Yeast CRISPRi Gene Repression Service

The Yeast CRISPRi (CRISPR Interference) Gene Repression Service offers a powerful, rapid, and reversible method for downregulating (silencing) the expression of endogenous genes in yeast strains like Saccharomyces cerevisiae. Unlike traditional gene knockout, CRISPRi uses a catalytically dead Cas9 (dCas9) fused to a repressor domain, which is guided to a target gene's promoter region by a guide RNA (gRNA), blocking transcription.
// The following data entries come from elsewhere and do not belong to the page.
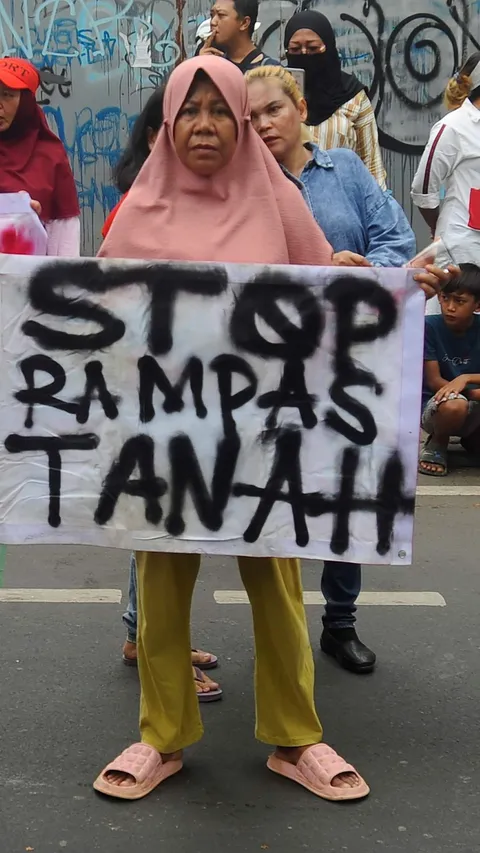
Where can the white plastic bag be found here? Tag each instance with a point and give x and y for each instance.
(21, 232)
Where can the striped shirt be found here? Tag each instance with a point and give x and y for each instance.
(353, 126)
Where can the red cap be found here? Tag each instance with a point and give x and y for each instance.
(19, 74)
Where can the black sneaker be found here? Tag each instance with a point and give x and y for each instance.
(343, 645)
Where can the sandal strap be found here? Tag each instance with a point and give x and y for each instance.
(321, 762)
(138, 760)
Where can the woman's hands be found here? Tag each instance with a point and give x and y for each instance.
(433, 279)
(349, 259)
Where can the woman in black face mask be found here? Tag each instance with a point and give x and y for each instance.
(339, 111)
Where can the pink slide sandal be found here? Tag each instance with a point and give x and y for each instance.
(316, 769)
(145, 764)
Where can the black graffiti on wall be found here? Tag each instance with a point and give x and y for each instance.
(417, 32)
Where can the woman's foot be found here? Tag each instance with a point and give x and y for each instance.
(204, 660)
(129, 653)
(125, 780)
(293, 754)
(207, 690)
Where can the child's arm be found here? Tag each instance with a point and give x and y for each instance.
(457, 386)
(433, 378)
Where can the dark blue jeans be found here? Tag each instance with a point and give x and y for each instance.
(341, 585)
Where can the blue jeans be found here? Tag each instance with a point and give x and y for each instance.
(341, 584)
(130, 615)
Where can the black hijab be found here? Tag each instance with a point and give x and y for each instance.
(327, 87)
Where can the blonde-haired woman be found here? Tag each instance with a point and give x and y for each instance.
(340, 114)
(366, 227)
(460, 86)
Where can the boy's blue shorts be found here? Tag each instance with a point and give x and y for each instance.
(471, 423)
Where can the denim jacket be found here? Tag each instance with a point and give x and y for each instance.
(352, 210)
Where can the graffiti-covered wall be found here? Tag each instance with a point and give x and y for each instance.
(111, 53)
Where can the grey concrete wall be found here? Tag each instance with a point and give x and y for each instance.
(113, 52)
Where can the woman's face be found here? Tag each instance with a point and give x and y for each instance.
(205, 133)
(305, 41)
(9, 102)
(275, 117)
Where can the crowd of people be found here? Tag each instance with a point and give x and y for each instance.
(282, 176)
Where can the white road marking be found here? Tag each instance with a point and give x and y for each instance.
(447, 491)
(388, 599)
(61, 596)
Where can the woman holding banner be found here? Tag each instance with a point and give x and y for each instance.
(366, 227)
(34, 160)
(141, 142)
(208, 154)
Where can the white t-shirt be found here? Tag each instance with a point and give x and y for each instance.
(452, 160)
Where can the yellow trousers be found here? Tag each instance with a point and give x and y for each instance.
(284, 672)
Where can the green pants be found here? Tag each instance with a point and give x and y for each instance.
(284, 672)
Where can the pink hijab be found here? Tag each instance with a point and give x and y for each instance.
(248, 212)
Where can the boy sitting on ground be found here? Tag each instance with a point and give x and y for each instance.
(452, 347)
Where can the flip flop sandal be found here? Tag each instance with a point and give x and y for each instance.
(144, 764)
(212, 695)
(433, 456)
(316, 770)
(211, 664)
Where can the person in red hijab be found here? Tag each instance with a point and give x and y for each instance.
(34, 160)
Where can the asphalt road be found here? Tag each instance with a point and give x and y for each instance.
(69, 705)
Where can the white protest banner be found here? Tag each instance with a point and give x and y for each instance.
(212, 409)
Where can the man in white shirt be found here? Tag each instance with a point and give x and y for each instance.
(452, 160)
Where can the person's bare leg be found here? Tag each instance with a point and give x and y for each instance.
(449, 420)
CD Biosynsis provides a specialized CRISPRi platform that allows for tunable repression—the degree of gene silencing can be precisely controlled by adjusting the inducer concentration. This service is invaluable for metabolic engineering to balance pathway flux, identify rate-limiting steps without lethal knockouts, and study the effects of gene dosage on bioprocess performance. We deliver chromosomally integrated, stable CRISPRi strains with verified repression capacity, offering superior control compared to transient methods.

Highlights

Key advantages of using CRISPRi for gene silencing in yeast:

• Tunable Repression: Allows for graded gene silencing (partial to near-complete knockdown) by controlling the inducer concentration, which is critical for flux balancing.
• Reversible Control: Repression can be turned off (or on) rapidly, enabling time-course studies of essential genes or dynamic control during fermentation.
• Non-Lethal for Essential Genes: Provides a method to study the function of essential genes where a complete knockout would be lethal to the cell.
• Multiplex Interference: Multiple genes can be repressed simultaneously using a set of orthogonal gRNAs, facilitating complex pathway analysis.

Repression Applications

Applications benefiting from precise and tunable gene repression in yeast:

Metabolic Flux Balancing

Fine-tuning the expression of native metabolic enzymes to optimize the flow of carbon towards a desired product.

Essential Gene Studies

Studying the phenotypic consequences of partially silencing genes critical for cell viability and growth.

Bypass Toxicity

Transiently repressing genes related to growth or stress to allocate cellular resources toward high-value product synthesis.

Target Validation and Screening

Quickly assessing the impact of silencing multiple putative target genes before committing to permanent knockout strategies.

Key Features & Tunability

Technical features of our optimized Yeast CRISPRi platform:

Inducible dCas9 System

Chromosomally integrated dCas9 fused to a repressor, controlled by an inducible promoter (e.g., Tet-on or galactose), offering tunable control.

Optimized gRNA Design

Proprietary guide RNA design rules targeting the Transcription Start Site (TSS) for maximal repression efficiency.

Multiplex Repression

Ability to co-express multiple gRNAs to simultaneously repress up to five different genes for complex metabolic network tuning.

Host Compatibility

CRISPRi platform is adaptable to S. cerevisiae, P. pastoris, and other non-conventional yeast hosts.

Stability and Curing

The core dCas9 system is chromosomally integrated for stability, while the gRNA plasmid can be transiently used or also integrated.

Workflow

Our systematic workflow for constructing stable Yeast CRISPRi strains:

• dCas9 Integration: Chromosomal integration of the dCas9-repressor fusion protein under a tightly controlled inducible promoter into the target yeast strain.
• gRNA Design and Cloning: Design high-efficiency gRNAs targeting the promoter or coding sequence region of the target gene(s).
• gRNA Delivery: Introduce the gRNA expression cassette (plasmid or integrated) into the dCas9-containing host strain.
• Verification of Repression: Perform controlled induction experiments followed by qPCR analysis to quantify the level of mRNA repression.
• Phenotypic Analysis (Optional): Test the engineered strain under various induction levels to map the relationship between repression strength and phenotype (e.g., titer).

We provide essential assurance for high-quality CRISPRi repression outcomes:

• Guaranteed Repression: Commitment to deliver a verified strain exhibiting a defined level of target mRNA repression (e.g., >70 percent knockdown).
• Tunable Control: Provision of data demonstrating the ability to modulate gene expression level by varying the inducer concentration.
• Stable System: Assurance that the core dCas9 repression machinery is stably integrated into the chromosome for reliable long-term performance.
• Target Specificity: Rigorous gRNA design to minimize off-target effects and ensure specific gene silencing.